Teröristleriniz ölmesin diye Amerika, Avrupa dolanıp istediğinizi alamadıktan sonra Rusya’ya yanaşıp, temsil ettiğiniz bir kısım Kürt vatandaşı Rusya’ya satan da siz olduktan sonra nasıl “Türkiye karşıtlığı olarak algılanmamalı” diyorsunuz inanın anlayamadık. Ya da şöyle sormak lazım. Bırakın Türkiye karşıtlığını “Türkiye düşmanı olmak için daha ne yapmak lazım?”
Madem algılardan bahsediyorsunuz. Karşıtlık olarak algılanmamalı diyorsunuz. Sizin sazlı sözlü algı yönetiminizi yapan Ahmet Hakan’ı bile çıldırtmışsınız. Hadi bizim yazdığımızı söylediğimizi düşmanca algılıyorsunuz, algınızı yöneten Ahmet Hakan bile çizmiş sizi. Bazı sorular sormuş köşesinden. Ona ne cevap vereceksiniz merakla bekliyorum.

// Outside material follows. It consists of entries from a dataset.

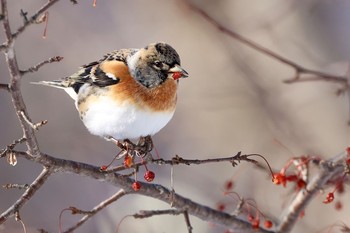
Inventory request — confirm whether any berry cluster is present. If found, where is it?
[217,180,273,232]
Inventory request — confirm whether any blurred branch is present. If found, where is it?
[0,83,10,91]
[185,0,349,86]
[0,168,52,222]
[132,209,193,233]
[63,189,127,233]
[4,151,271,233]
[1,0,41,155]
[12,0,60,39]
[21,56,63,75]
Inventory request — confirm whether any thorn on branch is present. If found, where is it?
[132,209,185,219]
[21,56,63,75]
[0,83,10,91]
[20,111,48,130]
[0,137,27,162]
[2,184,29,189]
[15,210,27,233]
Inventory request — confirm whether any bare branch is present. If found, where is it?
[1,0,40,155]
[12,0,60,39]
[0,168,52,222]
[0,83,10,91]
[184,210,193,233]
[21,56,63,75]
[278,152,347,233]
[152,152,258,166]
[2,184,29,189]
[63,189,127,233]
[6,151,271,233]
[186,1,348,85]
[132,209,185,219]
[0,137,27,158]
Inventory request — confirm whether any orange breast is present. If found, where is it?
[101,61,177,111]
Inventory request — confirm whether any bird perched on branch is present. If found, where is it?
[36,43,188,153]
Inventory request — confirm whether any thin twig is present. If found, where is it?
[0,83,10,91]
[12,0,60,39]
[1,0,41,155]
[0,137,27,158]
[132,209,185,219]
[183,210,193,233]
[4,151,272,233]
[186,1,348,85]
[2,184,29,189]
[63,189,127,233]
[0,168,52,225]
[20,111,48,130]
[278,152,347,233]
[21,56,63,75]
[151,152,258,166]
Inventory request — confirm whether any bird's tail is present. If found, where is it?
[32,80,69,89]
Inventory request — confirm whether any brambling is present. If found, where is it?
[36,43,188,152]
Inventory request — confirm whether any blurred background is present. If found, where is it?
[0,0,350,233]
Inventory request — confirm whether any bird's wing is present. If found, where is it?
[36,49,137,93]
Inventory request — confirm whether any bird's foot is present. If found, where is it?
[106,135,153,158]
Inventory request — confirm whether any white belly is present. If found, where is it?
[82,97,174,139]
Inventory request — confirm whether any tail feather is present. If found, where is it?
[32,80,69,89]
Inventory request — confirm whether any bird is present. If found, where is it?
[35,42,188,153]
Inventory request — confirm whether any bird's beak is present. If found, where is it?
[169,65,188,80]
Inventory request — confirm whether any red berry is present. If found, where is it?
[247,214,254,222]
[225,180,233,191]
[143,171,156,182]
[216,203,225,211]
[252,218,260,229]
[264,220,272,228]
[323,192,334,204]
[100,165,108,171]
[131,181,141,191]
[334,201,343,210]
[173,72,182,80]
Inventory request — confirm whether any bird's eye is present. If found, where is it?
[154,61,163,68]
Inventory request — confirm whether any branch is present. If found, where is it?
[4,151,271,233]
[21,56,63,75]
[0,168,52,225]
[0,83,10,91]
[278,152,347,233]
[132,209,193,233]
[12,0,60,39]
[63,189,127,233]
[186,1,349,86]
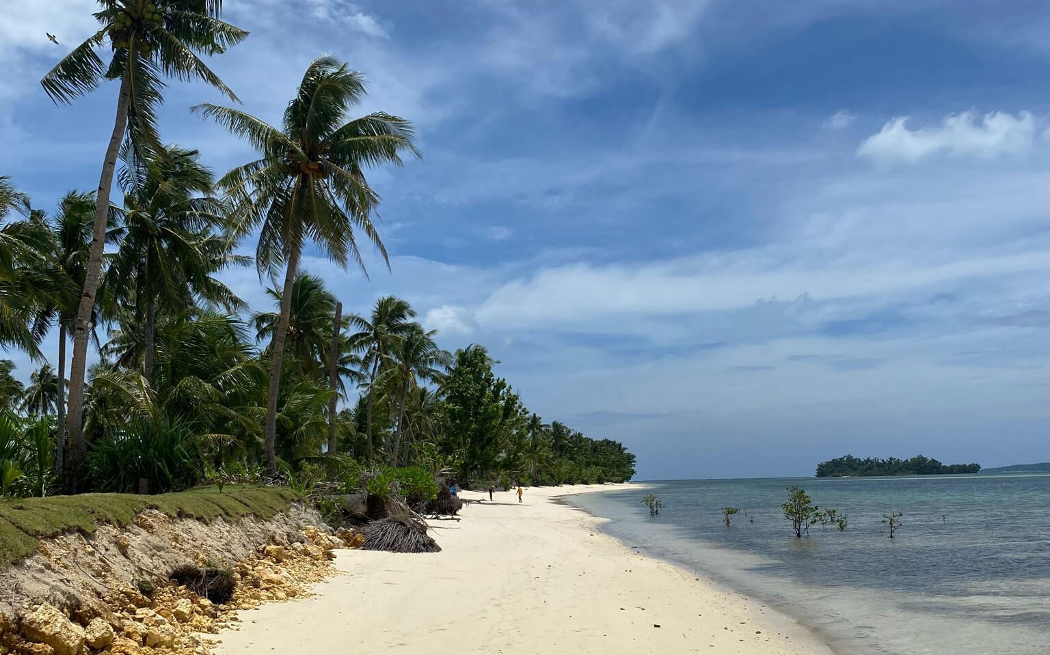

Mesela “Meşru ve demokratik siyasetin öznesi olması gereken HDP dağdakilerin içinde erimeye karar verdi. Türkiye partisi olmasını beklerken, dağların partisi oldu. Hendeklerinizi de alın gidin demesi gerekirken, hendek bekçisi oldu” demiş Ahmet Hakan sizin için.
Algınızı yöneten Ahmet Hakan ve Doğan Medyası, bizim aylardır söylediğimiz noktaya geldiyse, bozuk para gibi harcandığınızın göstergesidir bu. Yoksa Amerika ve Avrupa’da yüz bulamayıp rotayı Rusya’ya çevirmenizin gerekçesi bu olabilir mi?
Terörist cenazesi
“Türkiye karşıtı değilim” diyen Selahattin Demirtaş’ın eş yönetici arkadaşı Figen Yüksekdağ da eminim Türkiye karşıtı değildir. Bakmayın siz terörist cenazesine gidip propaganda yaptığına. Bakmayın siz beraber hareket ettiği terör gruplarına destek vermesine. Ki o terör grubunun öldürülen elemanı Star medya grubuna bomba koyan teröristlerden biriydi. Tüm bunları yapıp elbette Türkiye karşıtı olmuyorsunuz. Olsanız olsanız Türkiye düşmanı olabilirsiniz. Ki öylesiniz.
Darbe sever Ahmet
Doğan grubunda değişim rüzgarı esmeye başladı. Mehmet Ali Yalçındağ bir dönemin merkez, bugünlerin ise marjinal medyası olan Doğan Medya’nın içeriklerinin tamamının sorumluluğuna getirildi. Hürriyet’in CNN Türk’ün Radikal’in Doğan Haber Ajansı’nın ve diğer medyalarının yayınladığı her şeyden sorumlu olacak Yalçındağ. Bir çok konuda terör örgütü basın bürosu gibi çalışan Doğan Medyası bu değişimle umarım “yerli ve milli” hale gelir. Ama bu değişim gerçekleşmeden eteklerindeki tüm taşı dökmeye karar veren Ahmet Hakan son hamleyle FETÖ severliğini bir kez daha sergilemiş. 17/25 Aralık darbe girişiminin darbe olmadığını anlatmak için bin dereden su getirmiş. “Darbeyi sadece elinde tank top silah olan yapar, Fethullah bakan, başbakan düşürmeye çalışmış sadece, n’olur darbe demeyin” diyor.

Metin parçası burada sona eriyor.